Esta evolução constitui, por isso, uma excelente notícia para o Minho e, em particular, para o distrito de Braga. A UPCA afirmou-se como um parceiro estratégico das empresas, das autarquias e das instituições locais, acompanhando as transformações da economia regional e ajudando a preparar profissionais capazes de responder aos seus novos desafios.

O exemplo mais recente desta dinâmica é o B-CRIC — Barcelos Collaborative Research and Innovation Center, atualmente em fase final de conclusão. Com um investimento superior a 31,5 milhões de euros, dos quais 14,7 milhões correspondem a financiamento europeu, o novo complexo integrará uma residência académica, um auditório com capacidade para 500 pessoas, laboratórios de investigação e um centro de transferência de tecnologia.

Mais do que a dimensão do investimento, importa compreender o que este projeto representa: uma infraestrutura capaz de aproximar a academia, as empresas e a sociedade, de transformar conhecimento em soluções concretas e de reforçar a capacidade de inovação da economia regional. O B-CRIC demonstra, assim, que o crescimento da instituição não acontece de costas voltadas para o território, mas em diálogo permanente com as suas necessidades e potencialidades.

Falar das instituições de ensino superior da região é falar de investigação, inovação e competitividade. Mas é também falar de coesão territorial.

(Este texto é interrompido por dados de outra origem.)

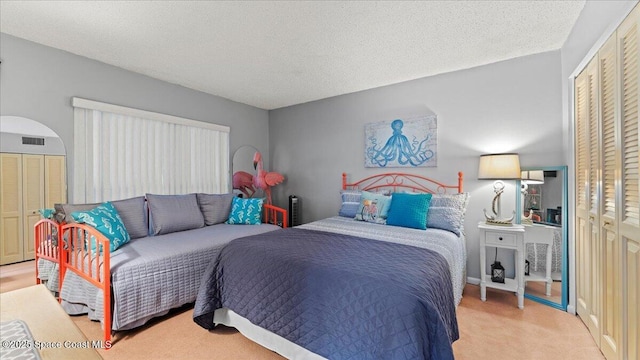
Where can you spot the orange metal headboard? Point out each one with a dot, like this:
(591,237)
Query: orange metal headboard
(395,180)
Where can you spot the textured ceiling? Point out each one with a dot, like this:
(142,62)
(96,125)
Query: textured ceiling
(272,54)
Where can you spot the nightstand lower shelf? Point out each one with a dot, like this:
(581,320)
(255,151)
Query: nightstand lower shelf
(509,285)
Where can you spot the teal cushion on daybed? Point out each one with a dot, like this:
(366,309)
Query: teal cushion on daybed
(107,221)
(409,210)
(246,211)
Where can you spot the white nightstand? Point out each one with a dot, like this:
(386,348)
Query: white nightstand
(503,237)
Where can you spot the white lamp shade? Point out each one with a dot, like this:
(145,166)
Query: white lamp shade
(533,177)
(499,167)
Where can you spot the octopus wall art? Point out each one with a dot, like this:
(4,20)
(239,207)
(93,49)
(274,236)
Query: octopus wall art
(410,142)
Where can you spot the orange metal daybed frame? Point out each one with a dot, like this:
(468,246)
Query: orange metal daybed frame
(93,266)
(395,180)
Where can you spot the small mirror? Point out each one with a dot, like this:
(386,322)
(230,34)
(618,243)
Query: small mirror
(542,205)
(242,172)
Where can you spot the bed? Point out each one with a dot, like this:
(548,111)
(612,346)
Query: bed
(342,288)
(144,278)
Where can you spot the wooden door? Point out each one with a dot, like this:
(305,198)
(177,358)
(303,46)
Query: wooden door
(629,185)
(32,199)
(55,180)
(611,317)
(11,229)
(587,199)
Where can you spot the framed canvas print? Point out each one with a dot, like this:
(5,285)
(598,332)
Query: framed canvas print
(408,142)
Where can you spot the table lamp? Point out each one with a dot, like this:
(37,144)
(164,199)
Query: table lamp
(498,167)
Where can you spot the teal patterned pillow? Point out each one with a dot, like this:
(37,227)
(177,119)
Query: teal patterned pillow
(408,210)
(246,211)
(106,220)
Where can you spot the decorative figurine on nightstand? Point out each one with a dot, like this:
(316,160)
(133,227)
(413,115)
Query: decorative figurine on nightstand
(498,167)
(495,219)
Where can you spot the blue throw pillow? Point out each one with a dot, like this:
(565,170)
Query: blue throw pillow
(246,211)
(373,207)
(409,210)
(107,221)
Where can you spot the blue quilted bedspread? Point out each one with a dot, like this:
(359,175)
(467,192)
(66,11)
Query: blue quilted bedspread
(339,296)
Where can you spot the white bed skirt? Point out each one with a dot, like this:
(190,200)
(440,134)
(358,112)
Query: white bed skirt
(263,337)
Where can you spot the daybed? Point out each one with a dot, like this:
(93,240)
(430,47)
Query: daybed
(350,286)
(159,268)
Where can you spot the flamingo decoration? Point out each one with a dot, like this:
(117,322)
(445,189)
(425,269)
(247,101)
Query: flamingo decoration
(265,180)
(243,181)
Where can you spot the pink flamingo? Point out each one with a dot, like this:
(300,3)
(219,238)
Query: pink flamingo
(265,180)
(243,181)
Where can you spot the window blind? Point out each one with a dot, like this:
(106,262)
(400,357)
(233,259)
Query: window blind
(121,152)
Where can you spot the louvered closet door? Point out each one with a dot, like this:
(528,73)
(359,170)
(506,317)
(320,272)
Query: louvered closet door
(32,198)
(587,195)
(11,245)
(629,189)
(611,319)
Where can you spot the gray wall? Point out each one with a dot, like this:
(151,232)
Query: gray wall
(513,105)
(38,82)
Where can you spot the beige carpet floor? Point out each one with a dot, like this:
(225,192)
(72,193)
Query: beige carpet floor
(495,329)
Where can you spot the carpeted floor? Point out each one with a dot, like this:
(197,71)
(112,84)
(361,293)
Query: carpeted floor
(495,329)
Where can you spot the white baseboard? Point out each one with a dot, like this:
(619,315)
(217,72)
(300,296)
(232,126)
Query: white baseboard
(473,281)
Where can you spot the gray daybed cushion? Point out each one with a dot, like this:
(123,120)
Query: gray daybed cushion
(215,207)
(131,211)
(171,213)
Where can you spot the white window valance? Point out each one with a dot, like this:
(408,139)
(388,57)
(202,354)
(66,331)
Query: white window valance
(121,152)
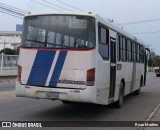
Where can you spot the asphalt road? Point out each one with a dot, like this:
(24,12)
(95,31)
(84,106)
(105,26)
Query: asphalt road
(135,108)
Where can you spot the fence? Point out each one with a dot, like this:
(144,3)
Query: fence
(9,65)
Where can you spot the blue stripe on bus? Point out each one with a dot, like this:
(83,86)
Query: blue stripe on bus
(133,76)
(41,67)
(58,68)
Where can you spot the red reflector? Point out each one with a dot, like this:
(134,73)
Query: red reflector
(90,77)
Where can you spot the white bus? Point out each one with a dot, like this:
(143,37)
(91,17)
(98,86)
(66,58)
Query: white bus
(76,57)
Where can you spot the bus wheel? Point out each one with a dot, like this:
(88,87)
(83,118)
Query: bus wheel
(120,101)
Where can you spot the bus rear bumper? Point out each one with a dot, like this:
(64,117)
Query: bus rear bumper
(75,95)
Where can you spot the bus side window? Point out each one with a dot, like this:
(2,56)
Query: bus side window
(129,56)
(133,52)
(137,48)
(104,42)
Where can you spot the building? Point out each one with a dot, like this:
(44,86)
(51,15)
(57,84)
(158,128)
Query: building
(10,39)
(19,27)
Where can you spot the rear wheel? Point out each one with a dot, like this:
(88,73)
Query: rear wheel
(120,101)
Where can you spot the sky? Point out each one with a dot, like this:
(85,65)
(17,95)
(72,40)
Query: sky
(121,11)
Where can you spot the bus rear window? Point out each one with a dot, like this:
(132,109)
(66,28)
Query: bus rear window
(59,32)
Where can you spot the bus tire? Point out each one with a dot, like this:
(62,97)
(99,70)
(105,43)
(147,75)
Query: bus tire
(120,101)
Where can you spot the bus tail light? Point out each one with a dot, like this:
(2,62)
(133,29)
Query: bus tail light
(19,73)
(90,77)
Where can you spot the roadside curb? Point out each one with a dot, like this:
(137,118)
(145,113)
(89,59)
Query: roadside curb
(9,80)
(151,117)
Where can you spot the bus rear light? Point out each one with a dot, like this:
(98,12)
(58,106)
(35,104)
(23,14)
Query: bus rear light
(19,73)
(90,77)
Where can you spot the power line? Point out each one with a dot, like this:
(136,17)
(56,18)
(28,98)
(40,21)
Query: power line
(55,5)
(9,6)
(10,10)
(147,32)
(45,5)
(10,14)
(71,6)
(139,22)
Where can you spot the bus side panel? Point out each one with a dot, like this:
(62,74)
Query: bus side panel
(102,80)
(139,73)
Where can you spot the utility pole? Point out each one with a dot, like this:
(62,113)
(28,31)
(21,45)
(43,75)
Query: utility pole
(4,42)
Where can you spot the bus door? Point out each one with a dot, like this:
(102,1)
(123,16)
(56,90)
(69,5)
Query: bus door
(112,68)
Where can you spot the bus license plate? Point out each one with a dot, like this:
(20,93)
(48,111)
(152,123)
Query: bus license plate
(52,95)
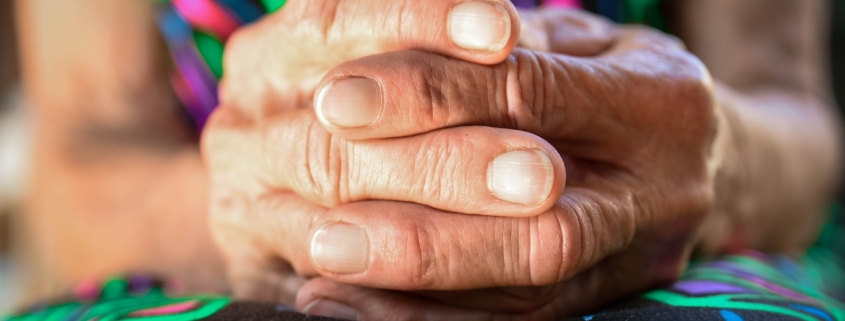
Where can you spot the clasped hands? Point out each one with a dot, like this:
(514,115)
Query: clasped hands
(456,159)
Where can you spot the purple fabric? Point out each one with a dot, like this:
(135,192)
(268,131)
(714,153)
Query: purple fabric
(524,3)
(708,287)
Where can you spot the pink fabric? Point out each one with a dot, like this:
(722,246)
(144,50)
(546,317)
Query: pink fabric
(562,3)
(207,15)
(167,309)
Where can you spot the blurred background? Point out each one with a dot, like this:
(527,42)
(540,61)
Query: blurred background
(15,138)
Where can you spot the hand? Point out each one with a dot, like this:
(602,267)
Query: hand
(276,172)
(636,124)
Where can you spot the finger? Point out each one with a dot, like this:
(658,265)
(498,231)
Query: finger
(249,233)
(473,170)
(406,246)
(481,31)
(613,280)
(568,32)
(582,100)
(326,298)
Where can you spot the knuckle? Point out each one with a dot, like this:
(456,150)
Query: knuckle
(530,100)
(319,171)
(421,261)
(442,164)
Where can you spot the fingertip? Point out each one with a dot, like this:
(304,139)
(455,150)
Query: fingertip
(484,32)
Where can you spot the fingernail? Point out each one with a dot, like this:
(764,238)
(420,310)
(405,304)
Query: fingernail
(349,103)
(331,309)
(480,26)
(340,248)
(528,292)
(522,176)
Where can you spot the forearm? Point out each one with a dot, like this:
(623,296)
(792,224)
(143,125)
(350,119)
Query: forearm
(778,169)
(118,182)
(95,213)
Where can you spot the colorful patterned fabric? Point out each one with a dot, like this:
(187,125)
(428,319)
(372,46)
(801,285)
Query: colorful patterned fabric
(196,32)
(746,286)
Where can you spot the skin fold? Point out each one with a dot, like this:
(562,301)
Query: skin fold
(657,149)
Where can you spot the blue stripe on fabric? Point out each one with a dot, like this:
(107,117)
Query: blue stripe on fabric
(244,11)
(815,311)
(730,316)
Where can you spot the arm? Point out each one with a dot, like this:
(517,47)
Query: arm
(116,174)
(781,146)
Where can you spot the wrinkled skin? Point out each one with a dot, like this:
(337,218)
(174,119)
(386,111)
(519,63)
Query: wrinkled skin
(628,110)
(648,159)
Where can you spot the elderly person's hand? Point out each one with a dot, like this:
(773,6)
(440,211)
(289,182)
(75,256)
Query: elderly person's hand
(276,172)
(633,116)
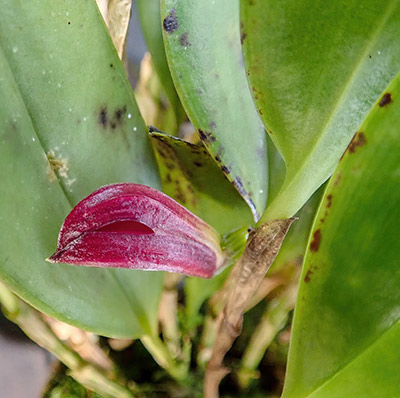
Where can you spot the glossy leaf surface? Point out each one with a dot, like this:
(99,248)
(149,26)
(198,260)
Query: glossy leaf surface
(150,21)
(134,226)
(190,176)
(202,42)
(346,332)
(315,69)
(68,124)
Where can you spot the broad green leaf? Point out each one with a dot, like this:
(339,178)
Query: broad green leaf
(68,124)
(150,21)
(315,69)
(191,177)
(202,41)
(197,291)
(346,332)
(295,244)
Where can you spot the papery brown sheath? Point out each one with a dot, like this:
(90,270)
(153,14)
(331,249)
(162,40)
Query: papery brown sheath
(137,227)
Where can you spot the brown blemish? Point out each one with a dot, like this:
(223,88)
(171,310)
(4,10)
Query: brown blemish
(385,100)
(206,136)
(338,178)
(170,23)
(225,169)
(184,39)
(358,140)
(329,201)
(307,278)
(314,245)
(119,113)
(168,178)
(103,117)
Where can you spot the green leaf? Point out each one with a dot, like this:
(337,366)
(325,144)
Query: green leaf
(150,21)
(346,332)
(197,291)
(295,244)
(191,177)
(68,124)
(202,41)
(316,68)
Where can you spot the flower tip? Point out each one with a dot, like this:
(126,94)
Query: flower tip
(136,227)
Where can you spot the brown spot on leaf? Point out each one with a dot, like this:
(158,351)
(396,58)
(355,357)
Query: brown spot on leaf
(307,278)
(103,119)
(225,169)
(206,136)
(357,141)
(314,245)
(184,39)
(119,113)
(309,273)
(329,201)
(338,178)
(385,100)
(170,23)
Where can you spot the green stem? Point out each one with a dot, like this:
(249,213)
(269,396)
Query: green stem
(273,320)
(30,321)
(161,354)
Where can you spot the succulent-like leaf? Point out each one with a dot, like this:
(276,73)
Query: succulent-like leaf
(346,332)
(134,226)
(190,176)
(150,22)
(202,42)
(68,124)
(315,68)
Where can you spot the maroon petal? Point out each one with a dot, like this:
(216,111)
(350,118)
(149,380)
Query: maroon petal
(134,226)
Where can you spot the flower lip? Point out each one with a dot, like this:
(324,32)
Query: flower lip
(137,227)
(126,227)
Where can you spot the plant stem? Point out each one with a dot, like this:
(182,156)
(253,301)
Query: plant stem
(30,321)
(273,320)
(262,247)
(161,354)
(168,315)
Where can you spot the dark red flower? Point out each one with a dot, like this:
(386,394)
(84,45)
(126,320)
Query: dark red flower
(137,227)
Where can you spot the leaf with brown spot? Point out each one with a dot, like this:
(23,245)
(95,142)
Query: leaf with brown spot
(203,189)
(346,327)
(213,66)
(308,75)
(52,75)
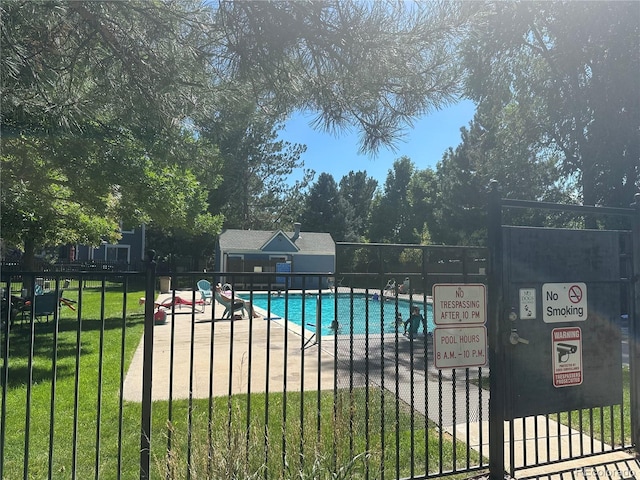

Num tempo em que Portugal enfrenta exigentes desafios demográficos, económicos e sociais, investir no ensino superior significa reforçar a capacidade do país para criar valor, reter talento e competir num mundo em rápida transformação.

Fazê-lo a partir dos territórios, valorizando as suas especificidades e permitindo que milhares de jovens estudem perto das suas famílias e construam o seu futuro sem terem necessariamente de abandonar a região, é uma condição essencial para um desenvolvimento mais equilibrado. Uma instituição de ensino superior não forma apenas diplomados: cria ecossistemas de conhecimento, atrai investimento, estimula a inovação e abre novas possibilidades para as gerações seguintes.

A transformação da UPCA acompanha também a evolução do território onde nasceu. Basta olhar para o que era Barcelos há trinta anos e para o que é hoje: um concelho mais qualificado, dinâmico, inovador e atrativo. Essa mudança resulta naturalmente de múltiplos fatores, mas o contributo da instituição para o desenvolvimento económico, social e cultural do território é inegável.

A UPCA entra agora numa nova etapa. A mudança de designação não representa um ponto de chegada, mas o reconhecimento do caminho percorrido e uma responsabilidade acrescida para o futuro. Ser Universidade Politécnica significa dispor de novas possibilidades, mas significa também renovar o compromisso com a qualidade do ensino, a investigação, a inovação e o serviço à comunidade.

Como docente, sinto esta conquista com particular orgulho. Como minhoto, vejo nela mais uma demonstração da qualidade, da capacidade e da ambição de uma região que continua a afirmar-se.

Toda a comunidade académica está, por isso, de parabéns pelo trabalho realizado e pelo compromisso que diariamente mantém com a formação das novas gerações e com o desenvolvimento do território.

A UPCA tem uma nova designação, mas conserva a identidade que construiu o seu percurso: uma instituição próxima, ambiciosa, ligada à região e aberta ao futuro. É nessa identidade que reside a força do que já alcançou e a confiança naquilo que ainda poderá alcançar.